Human Trafficking

What is Human Trafficking?
The 2000 Trafficking Victims Protection Act (22 USC §7101) defines “severe forms of trafficking” as:

Sex Trafficking
Sex trafficking is a commercial sex act that is induced by force, fraud, or coercion, or in which the person induced to perform such an act is under the age of 18.

Labor Trafficking
Labor trafficking is the recruitment, harboring, transportation, provision, or obtaining of a person for labor or services, through the use of force, fraud, or coercion for the purpose of subjection to involuntary servitude, peonage*, debt bondage*, or slavery.

*Debt bondage or peonage is a system by which laborers are bound in servitude until their debts are paid in full.  Victims of trafficking are often subjected to debt bondage, usually in the context of paying off transportation fees into the destination countries.  In many cases, the victims are trapped into a cycle of debt because they have to pay for all living expenses in addition to the initial transportation expenses.

Online Resources:

What is New Hampshire doing about Human Trafficking?
In 2007, the NH legislature passed SB 194, an act establishing a commission to study the trafficking of persons across borders for sexual and labor exploitation.  Through the passage of SB 194, the Commission was tasked with looking at the ways in which New Hampshire needs to address human trafficking in the state, as well as provide statutory recommendations to criminalize human trafficking in NH. 

After over a year of hard work and dedication, the Commission released the first-ever NH report on human trafficking on November 10, 2008 entitled, The Hidden Problem of Human Trafficking: Addressing Modern Day Slavery in New Hampshire.  Jennifer Durant, Public Policy Specialist, represented NHCADSV as the Clerk of the Commission and became the primary author of the report. 
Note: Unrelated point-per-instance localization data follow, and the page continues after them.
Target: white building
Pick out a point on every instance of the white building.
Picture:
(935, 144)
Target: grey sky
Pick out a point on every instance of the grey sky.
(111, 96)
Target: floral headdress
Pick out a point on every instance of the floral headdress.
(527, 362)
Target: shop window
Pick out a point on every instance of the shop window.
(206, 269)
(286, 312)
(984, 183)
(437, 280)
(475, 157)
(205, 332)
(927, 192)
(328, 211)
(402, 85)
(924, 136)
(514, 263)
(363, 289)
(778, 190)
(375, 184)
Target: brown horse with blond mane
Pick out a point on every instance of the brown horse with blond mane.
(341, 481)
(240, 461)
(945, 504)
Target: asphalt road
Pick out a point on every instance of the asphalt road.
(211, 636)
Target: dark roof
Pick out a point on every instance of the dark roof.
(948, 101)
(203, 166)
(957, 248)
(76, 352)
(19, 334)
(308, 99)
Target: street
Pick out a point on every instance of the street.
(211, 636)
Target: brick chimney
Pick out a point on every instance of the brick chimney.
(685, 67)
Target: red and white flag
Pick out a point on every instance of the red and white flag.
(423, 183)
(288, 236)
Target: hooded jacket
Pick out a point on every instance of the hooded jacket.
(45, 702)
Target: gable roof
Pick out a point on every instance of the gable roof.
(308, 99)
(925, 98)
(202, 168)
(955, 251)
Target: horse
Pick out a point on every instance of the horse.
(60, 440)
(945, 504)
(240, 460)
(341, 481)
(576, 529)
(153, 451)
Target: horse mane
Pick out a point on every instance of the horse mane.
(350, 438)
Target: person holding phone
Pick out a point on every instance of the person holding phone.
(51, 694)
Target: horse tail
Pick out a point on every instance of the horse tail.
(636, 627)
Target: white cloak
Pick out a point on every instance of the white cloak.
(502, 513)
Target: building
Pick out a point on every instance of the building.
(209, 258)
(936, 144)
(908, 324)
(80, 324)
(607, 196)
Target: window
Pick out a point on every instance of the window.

Human Trafficking in New Hampshire
New Hampshire was the location of only the second labor trafficking case brought under the federal law.  Timothy Bradley and Kathleen O’Dell both of Litchfield, New Hampshire were convicted of human trafficking in 2003 for withholding promised wages and living conditions and refusing to release passport and legal travel documents of four Jamaican men.

There has also been evidence of sex trafficking in New Hampshire.  In August 2007 a former victim advocate for a domestic violence crisis center received a call from the National Human Trafficking Hotline in New York City.  The victim was a 17-year-old girl who had been kidnapped from her native country five years before at the age of 12.  She had been working for those five years as a sex slave in a house in New Hampshire with five other young women of similar age.  Unfortunately, this young woman fled because she was undocumented and feared getting in trouble with law enforcement.  Her status is currently unknown.

Both these cases are highlighted in detail in the final report of the Trafficking Commission

One of the major recommendations made by the Commission is to include human trafficking in New Hampshire’s Criminal Code in an effort to deter traffickers from committing their crimes in our state.  The Commission has stated that it does not want New Hampshire to be a safe haven for these activities to take place and that modern day slavery is not specifically addressed by current NH law.  They believe that the complexity of this crime should be addressed in a separate statute that defines human trafficking as a separate criminal offense.

Many state legislatures are moving toward establishing the crime of human trafficking in their state criminal codes.  While the federal government passed the Victims of Trafficking and Violence Protection Act (TVPA) in 2000, states are beginning to recognize the need to address this problem locally because it is the local law enforcement, victim advocacy groups, churches, hospitals, and the like who are more likely to identify and work with victims of trafficking. 

In a one-day conference on November 5, 2008 the United States Attorney’s Office, District of NH and the New England Regional Community Policing Institute hosted one of the first organized efforts to bring key stakeholders from various disciplines together.  Victim advocates, law enforcement, prosecutors, and lawmakers had the opportunity to learn about the hidden crime of human trafficking.  Topics included: human trafficking laws, forms of human trafficking, trafficking victim indicators, investigative techniques and strategies, psychological effects on victims, and victim resources.

While New Hampshire is beginning to address the problem of human trafficking, we are at the forefront of a movement and much remains to be done throughout the state.  Not only does human trafficking deserve a place in our Criminal Code with meaningful penalties and victim protections, but is it extremely important to increase awareness and continue training NH’s first-responders and other community and social service providers. 

The sex trafficking case from 2007 is an example of a missed opportunity to safely support the recovery and ability of trafficked persons to regain control of their lives, while assisting with the prosecution of those profiting from human trafficking.  NHCADSV believes that New Hampshire can avoid such missed opportunities if we work toward effectively intervening to rescue victims and bring offenders to justice. 

The Commission recommends that New Hampshire:

  1. Criminalize human trafficking in New Hampshire by establishing state law that adequately addresses trafficking in persons.
  2. Increase public awareness of human trafficking and outreach by training law enforcement, social service providers, healthcare providers, and other first responders. 
  3. Coordinate existing services and systems to better address victims’ needs and improve service delivery. 
  4. Work with prosecutors and law enforcement officials to develop methodologies for data collection and organization.